From the list of systems to detect, a non-redundant list of components to search is built. For each system, the list includes:

  • mandatory components
  • accessory components
  • forbidden components
  • homologs and/or analogs of these three types of components in the case they are “exchangeable”

Hmmer is run on the corresponding set of HMM profiles, and the hits are filtered according to criteria defined by the user (see Hmmer options and HMMReport API). This step, and the extraction of significant hits can be performed in parallel (-w command-line option). See the Command-line options, and the search_genes API for more details.

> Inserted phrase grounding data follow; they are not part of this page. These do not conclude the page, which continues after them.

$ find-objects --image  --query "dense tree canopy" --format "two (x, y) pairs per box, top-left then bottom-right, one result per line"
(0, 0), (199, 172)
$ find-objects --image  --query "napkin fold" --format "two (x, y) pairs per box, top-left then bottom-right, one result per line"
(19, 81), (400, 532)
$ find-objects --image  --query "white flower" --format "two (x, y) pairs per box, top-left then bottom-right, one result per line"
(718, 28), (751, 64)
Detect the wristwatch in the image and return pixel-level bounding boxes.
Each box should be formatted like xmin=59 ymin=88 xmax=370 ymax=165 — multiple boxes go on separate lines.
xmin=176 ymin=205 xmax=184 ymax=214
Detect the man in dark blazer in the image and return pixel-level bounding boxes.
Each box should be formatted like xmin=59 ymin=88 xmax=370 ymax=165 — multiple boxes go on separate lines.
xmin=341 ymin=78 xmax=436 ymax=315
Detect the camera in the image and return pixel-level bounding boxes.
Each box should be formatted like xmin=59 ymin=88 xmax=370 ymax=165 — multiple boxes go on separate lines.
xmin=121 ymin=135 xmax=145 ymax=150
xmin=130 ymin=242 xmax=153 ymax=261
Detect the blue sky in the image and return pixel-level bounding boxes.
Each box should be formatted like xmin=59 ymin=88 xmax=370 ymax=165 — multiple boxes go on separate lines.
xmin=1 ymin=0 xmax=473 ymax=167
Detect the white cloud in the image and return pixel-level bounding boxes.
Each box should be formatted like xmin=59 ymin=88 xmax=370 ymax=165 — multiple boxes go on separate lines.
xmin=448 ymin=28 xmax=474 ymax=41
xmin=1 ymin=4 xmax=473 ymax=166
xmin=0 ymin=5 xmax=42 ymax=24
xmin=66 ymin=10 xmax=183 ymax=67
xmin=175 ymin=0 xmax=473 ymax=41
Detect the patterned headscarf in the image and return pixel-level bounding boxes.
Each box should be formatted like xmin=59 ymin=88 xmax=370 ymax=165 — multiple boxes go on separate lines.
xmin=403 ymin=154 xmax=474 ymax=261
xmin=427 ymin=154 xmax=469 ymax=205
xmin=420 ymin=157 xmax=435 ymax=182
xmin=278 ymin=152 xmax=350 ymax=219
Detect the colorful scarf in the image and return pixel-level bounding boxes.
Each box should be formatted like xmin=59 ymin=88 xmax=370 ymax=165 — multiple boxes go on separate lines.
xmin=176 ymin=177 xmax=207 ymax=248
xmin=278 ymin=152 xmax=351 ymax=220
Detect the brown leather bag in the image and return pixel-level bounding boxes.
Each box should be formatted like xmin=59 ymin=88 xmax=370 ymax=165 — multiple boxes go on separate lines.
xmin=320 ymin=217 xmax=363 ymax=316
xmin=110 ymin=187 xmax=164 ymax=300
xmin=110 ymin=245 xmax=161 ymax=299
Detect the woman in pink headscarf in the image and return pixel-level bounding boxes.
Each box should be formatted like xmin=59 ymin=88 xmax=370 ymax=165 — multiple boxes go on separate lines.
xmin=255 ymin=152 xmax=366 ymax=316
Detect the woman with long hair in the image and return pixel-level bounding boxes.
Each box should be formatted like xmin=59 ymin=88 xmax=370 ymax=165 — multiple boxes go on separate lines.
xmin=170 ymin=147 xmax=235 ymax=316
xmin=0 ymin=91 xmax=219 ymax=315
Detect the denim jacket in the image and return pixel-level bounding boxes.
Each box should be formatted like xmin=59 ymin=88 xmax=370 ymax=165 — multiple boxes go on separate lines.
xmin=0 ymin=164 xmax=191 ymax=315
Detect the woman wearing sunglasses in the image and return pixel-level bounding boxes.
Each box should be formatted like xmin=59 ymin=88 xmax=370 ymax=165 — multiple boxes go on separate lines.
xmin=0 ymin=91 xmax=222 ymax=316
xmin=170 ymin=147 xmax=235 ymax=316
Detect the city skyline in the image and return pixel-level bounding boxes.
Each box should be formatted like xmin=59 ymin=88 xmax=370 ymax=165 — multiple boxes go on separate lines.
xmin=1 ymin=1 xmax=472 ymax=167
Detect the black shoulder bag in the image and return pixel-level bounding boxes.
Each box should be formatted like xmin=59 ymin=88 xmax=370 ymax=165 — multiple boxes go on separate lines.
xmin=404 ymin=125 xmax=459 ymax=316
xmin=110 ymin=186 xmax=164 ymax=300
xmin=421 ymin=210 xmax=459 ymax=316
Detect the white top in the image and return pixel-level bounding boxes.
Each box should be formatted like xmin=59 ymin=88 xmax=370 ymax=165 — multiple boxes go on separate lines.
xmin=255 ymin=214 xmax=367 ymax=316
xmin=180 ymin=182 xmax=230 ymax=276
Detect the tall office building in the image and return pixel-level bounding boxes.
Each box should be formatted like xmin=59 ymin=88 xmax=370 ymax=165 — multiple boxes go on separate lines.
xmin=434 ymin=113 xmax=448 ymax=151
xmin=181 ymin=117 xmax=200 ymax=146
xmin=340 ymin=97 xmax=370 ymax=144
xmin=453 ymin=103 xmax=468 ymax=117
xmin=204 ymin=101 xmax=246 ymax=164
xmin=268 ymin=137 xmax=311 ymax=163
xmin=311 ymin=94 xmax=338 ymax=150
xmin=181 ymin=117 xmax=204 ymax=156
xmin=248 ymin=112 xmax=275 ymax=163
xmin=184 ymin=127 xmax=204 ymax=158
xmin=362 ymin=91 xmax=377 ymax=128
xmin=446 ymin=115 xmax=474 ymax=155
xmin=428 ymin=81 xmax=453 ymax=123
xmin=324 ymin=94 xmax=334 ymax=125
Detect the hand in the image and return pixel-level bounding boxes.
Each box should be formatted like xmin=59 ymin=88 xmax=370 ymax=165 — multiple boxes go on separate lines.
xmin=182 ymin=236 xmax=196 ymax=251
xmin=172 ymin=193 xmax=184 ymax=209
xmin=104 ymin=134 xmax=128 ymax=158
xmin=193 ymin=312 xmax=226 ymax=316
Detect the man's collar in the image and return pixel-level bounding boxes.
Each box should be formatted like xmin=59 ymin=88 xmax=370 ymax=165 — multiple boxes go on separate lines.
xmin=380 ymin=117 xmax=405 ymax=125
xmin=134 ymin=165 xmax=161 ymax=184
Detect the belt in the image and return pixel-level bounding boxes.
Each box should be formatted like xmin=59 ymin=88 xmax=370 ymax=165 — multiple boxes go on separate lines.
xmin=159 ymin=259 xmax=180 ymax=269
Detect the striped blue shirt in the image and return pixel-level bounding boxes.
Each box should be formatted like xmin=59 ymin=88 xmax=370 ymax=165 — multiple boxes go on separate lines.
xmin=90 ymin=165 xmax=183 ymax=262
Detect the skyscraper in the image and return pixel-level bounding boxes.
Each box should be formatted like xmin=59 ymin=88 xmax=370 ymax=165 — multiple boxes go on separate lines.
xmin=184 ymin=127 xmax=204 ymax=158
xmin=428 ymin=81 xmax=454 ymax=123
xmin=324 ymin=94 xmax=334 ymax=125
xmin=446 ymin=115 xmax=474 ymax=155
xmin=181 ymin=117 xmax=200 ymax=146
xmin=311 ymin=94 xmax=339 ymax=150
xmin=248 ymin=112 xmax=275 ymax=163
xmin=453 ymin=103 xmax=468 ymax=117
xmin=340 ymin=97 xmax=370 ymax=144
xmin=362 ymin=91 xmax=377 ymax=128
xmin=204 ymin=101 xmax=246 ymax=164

B. Assessing systems presence

The following steps depend on whether the input dataset is ordered (complete or nearly complete genome(s)), or unordered (metagenomes, or unassembled genome) (see Input dataset). In the case of ordered datasets, the hits of the previous analysis are used to build clusters of co-localized genes as defined in the XML files. These clusters are then scanned to check for the model specifications like minimal quorum of “Mandatory” or “Accessory” genes or the absence of “Forbidden” components. When the gene order is unknown the power of the analysis is more limited. In this case, and depending on the type of dataset, the presence of systems can be suggested only on the basis of the quorum of genes. The results are outputted in a tabular and graphical form (see Output format).

For ordered datasets:

  1. The search starts first with the formation of clusters of contiguous hits (co-localization criterion) for each replicon. Two hits are said contiguous if their genomic location is separated by less than D protein-encoding gene, D being the maximum of the parameter “inter_gene_max_space” from the two genes with hits (system-specific, of gene-specific parameter).
  2. Clusters are then scanned, and those containing only genes from a single system are kept for further analyses (step 4.), wether those with multiple systems represented are analysed with a disambiguation step (step 3.).
  3. The disambiguation step consists in splitting clusters that contains genes from different systems into sub-clusters that contain genes from a single system. Valid sub-clusters are then analysed like other clusters (step 2.). In the complex cases where genes from a same system are scattered into the cluster, then corresponding sub-clusters will not be further analysed for system detection.
  4. Valid clusters are used to fill system occurrences (macsypy.search_systems.SystemOccurence). In this step, the quorum criteria for the system assessment are checked according to the system’s definition. In the case a single locus fills a complete system occurrence, it is stored and reported in the output files (“single-locus” occurrence). Otherwise, if the cluster corresponds to a valid but incomplete system, it is stored for inclusion in a scattered system occurrence (“multi-loci” occurrence).
  5. When all clusters, “loner” genes and “multi_system” genes were scanned for inclusion in system occurrences, a decision is made for every system occurrence regarding the quorum rules defined for the corresponding system.

Note

When the “multi_loci” option is turned on, a single “multi-loci” system is assessed per replicon, even if it could correspond to multiple scattered systems. Thus, the “single-locus” systems correspond to a more powerful mode of detection.

Warning

Cases where systems are consecutive will be treated, and separate systems will be detected, but complex cases of detection, i.e. when systems’ components are intermingled will not be considered.

For unordered datasets:

  1. The Hits are grouped by system.
  2. They are used to fill a single system occurrence (macsypy.search_systems.SystemOccurence) per system type.

Note

The “unordered” mode of detection is less powerful, as a single occurrence of a given system is filled for an entire dataset with hits that origin is unknown. Please consider “systems assessments” with caution in this mode.